Identity Tests, Not Leaderboards

2024-12-14

I like numbers that make me change my mind. Most leaderboards don’t. They rank, they glitter, they move a decimal place, and then everyone gets better at climbing the same wall. Useful evaluation, at least for me, starts with a different question: if I nudge a sensible knob, do you stay yourself? If the answer is no, the score was costume jewelry.

By “identity test” I mean a check tied to the structure of the problem, not the sample of the week. Monotonicity when the variable should only go one way. Conservation when the books must balance. Continuity when small changes shouldn’t flip a verdict. Commutation when the order of operations shouldn’t matter. Integrability when gradients should come from a potential. None of this is fancy. All of it is specific. An identity test is a sentence you can write before you see a dataset.

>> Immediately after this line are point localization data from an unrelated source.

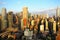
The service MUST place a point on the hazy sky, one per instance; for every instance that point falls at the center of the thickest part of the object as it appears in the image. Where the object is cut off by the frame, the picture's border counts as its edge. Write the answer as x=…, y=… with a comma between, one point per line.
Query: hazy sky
x=33, y=5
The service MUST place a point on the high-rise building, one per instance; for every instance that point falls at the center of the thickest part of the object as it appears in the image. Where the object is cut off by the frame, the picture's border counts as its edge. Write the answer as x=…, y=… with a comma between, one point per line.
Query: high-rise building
x=25, y=16
x=10, y=18
x=58, y=12
x=25, y=12
x=4, y=21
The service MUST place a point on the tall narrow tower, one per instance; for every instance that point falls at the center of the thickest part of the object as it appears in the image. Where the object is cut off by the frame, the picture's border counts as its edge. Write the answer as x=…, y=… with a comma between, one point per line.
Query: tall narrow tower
x=4, y=21
x=58, y=12
x=25, y=16
x=10, y=18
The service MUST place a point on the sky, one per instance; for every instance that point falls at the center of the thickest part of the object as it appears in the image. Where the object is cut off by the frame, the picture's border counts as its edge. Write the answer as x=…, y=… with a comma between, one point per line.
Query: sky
x=33, y=5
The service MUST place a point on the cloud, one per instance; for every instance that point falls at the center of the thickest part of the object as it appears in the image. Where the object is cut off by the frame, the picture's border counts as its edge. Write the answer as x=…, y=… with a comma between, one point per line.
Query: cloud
x=2, y=2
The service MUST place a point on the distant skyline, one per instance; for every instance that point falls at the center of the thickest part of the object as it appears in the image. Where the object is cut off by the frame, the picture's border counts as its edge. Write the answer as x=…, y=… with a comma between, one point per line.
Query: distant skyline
x=33, y=5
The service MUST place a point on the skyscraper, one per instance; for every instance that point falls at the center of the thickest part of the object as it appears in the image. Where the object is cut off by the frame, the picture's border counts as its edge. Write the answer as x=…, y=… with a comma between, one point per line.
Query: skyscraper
x=10, y=18
x=4, y=21
x=25, y=16
x=58, y=12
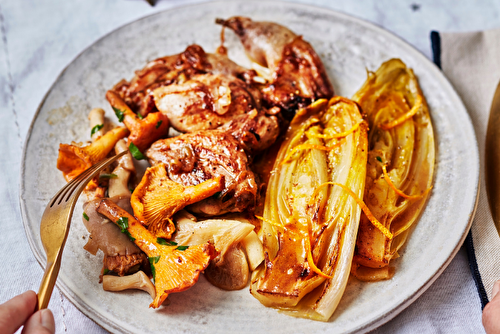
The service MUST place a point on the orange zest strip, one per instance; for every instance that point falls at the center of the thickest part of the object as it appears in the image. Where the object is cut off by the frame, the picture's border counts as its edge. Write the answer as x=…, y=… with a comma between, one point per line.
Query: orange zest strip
x=336, y=135
x=269, y=221
x=363, y=206
x=403, y=118
x=310, y=260
x=399, y=192
x=308, y=147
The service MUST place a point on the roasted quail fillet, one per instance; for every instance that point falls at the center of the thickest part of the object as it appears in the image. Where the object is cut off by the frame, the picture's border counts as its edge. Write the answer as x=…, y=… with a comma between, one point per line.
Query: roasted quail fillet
x=193, y=158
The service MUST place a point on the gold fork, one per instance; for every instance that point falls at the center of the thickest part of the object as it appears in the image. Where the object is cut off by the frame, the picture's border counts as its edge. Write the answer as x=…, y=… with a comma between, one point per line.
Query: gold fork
x=55, y=225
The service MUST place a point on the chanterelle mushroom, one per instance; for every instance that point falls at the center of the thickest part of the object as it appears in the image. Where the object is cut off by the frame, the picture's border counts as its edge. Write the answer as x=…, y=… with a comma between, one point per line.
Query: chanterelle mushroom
x=73, y=159
x=143, y=132
x=139, y=281
x=157, y=198
x=175, y=268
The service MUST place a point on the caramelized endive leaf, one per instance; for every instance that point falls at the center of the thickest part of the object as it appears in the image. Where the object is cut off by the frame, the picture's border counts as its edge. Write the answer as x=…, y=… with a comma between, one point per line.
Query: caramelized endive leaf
x=308, y=239
x=401, y=140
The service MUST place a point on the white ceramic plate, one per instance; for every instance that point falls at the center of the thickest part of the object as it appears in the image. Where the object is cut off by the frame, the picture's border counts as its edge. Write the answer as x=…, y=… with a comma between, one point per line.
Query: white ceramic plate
x=347, y=46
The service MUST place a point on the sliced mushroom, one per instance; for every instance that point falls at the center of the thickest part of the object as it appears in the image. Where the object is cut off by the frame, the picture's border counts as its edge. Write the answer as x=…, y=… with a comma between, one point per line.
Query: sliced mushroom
x=73, y=159
x=96, y=119
x=118, y=186
x=191, y=232
x=139, y=281
x=231, y=272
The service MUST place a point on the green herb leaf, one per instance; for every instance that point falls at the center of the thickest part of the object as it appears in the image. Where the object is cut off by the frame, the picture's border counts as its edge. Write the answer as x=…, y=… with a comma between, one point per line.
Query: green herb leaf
x=162, y=241
x=123, y=224
x=135, y=152
x=119, y=113
x=95, y=129
x=108, y=176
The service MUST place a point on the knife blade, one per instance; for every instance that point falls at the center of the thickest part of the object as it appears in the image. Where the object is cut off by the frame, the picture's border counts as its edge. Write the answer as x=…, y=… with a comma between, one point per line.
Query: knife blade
x=492, y=159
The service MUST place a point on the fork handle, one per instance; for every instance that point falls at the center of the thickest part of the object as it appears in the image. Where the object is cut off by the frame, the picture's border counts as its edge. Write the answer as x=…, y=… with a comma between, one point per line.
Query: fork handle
x=48, y=282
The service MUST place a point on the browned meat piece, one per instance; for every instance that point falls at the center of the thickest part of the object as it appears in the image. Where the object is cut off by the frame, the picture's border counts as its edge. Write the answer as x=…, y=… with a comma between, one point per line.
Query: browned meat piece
x=254, y=131
x=206, y=101
x=195, y=157
x=126, y=264
x=164, y=71
x=299, y=76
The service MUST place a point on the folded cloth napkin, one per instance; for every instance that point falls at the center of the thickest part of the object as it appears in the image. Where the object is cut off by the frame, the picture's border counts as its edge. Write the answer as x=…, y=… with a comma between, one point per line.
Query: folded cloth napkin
x=471, y=61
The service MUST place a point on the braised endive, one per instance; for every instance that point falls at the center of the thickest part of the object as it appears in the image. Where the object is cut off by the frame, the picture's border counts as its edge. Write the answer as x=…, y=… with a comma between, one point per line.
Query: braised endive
x=311, y=216
x=400, y=164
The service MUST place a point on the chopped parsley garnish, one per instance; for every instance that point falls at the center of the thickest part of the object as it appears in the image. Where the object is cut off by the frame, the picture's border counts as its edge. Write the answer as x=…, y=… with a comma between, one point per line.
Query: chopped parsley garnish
x=152, y=261
x=95, y=129
x=119, y=113
x=135, y=152
x=164, y=242
x=123, y=224
x=108, y=176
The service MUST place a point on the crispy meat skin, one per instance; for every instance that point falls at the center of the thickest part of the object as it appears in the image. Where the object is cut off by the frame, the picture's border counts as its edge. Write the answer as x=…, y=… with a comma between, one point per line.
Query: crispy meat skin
x=206, y=101
x=195, y=157
x=299, y=76
x=175, y=69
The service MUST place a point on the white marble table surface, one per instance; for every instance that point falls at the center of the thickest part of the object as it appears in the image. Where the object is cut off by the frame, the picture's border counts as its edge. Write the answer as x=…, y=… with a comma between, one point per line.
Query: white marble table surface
x=39, y=38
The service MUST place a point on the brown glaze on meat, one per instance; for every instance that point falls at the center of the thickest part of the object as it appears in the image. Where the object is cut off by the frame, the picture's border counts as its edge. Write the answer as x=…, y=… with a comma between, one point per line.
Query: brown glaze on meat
x=299, y=76
x=206, y=101
x=255, y=131
x=175, y=69
x=195, y=157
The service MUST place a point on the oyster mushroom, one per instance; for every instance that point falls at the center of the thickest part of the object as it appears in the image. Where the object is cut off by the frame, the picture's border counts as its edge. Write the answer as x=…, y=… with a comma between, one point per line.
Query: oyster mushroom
x=157, y=198
x=143, y=132
x=191, y=232
x=96, y=119
x=118, y=186
x=73, y=159
x=121, y=255
x=174, y=268
x=229, y=270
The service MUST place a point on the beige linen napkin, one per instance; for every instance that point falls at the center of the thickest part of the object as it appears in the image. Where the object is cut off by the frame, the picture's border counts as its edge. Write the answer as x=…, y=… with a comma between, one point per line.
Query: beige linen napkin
x=471, y=61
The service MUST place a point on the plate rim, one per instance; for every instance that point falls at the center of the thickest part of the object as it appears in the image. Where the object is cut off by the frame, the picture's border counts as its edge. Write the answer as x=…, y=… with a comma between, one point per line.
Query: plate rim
x=109, y=325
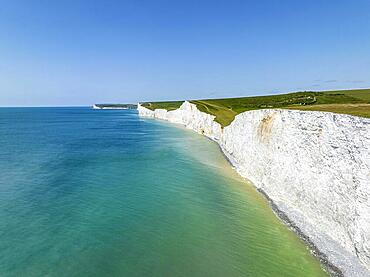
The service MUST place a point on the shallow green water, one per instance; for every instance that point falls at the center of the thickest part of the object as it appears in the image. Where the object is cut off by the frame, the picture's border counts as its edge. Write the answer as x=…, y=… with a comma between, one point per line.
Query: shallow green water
x=105, y=193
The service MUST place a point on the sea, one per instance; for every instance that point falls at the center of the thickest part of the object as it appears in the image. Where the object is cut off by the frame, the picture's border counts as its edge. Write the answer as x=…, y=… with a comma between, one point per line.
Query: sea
x=88, y=192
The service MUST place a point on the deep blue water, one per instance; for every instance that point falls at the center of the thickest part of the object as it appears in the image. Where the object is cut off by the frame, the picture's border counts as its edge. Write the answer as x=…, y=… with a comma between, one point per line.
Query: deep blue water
x=104, y=193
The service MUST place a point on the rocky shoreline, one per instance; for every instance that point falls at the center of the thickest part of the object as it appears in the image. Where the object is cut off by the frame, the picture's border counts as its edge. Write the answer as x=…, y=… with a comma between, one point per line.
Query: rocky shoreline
x=325, y=204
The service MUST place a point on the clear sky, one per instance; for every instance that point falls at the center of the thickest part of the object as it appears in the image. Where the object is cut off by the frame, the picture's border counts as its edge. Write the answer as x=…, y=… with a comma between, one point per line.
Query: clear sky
x=83, y=52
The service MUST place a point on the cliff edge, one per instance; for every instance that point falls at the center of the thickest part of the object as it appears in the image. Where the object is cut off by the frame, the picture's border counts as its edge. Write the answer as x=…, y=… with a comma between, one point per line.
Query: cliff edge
x=313, y=166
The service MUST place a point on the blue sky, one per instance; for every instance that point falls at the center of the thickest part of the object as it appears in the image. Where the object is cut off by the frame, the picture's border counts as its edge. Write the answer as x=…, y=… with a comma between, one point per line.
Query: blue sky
x=84, y=52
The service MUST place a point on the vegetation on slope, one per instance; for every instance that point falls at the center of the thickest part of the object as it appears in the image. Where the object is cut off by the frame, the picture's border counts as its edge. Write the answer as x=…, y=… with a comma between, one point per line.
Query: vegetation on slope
x=353, y=102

The reason they matter is that they localize failure. A leaderboard delta tells you who is “better.” An identity violation tells you what to fix. If increasing temperature lowers entropy in your model, that’s not a vibe, but a bug with a name. If two equivalent paths produce different results, you don’t need a bigger dataset. You need a commutation check. These tests aren’t moral. They’re diagnostic and they turn opinion into repair tickets.

I also like them because they scale to reality. You can embed them in CI as property-based tests that generate counterexamples until the invariant holds. You can use differential testing across solvers to find who breaks first and why. You can track violation rate over time and watch it fall as a real signal of progress. I don’t use them to police elegance. I use them to keep models compatible with the world they claim to describe.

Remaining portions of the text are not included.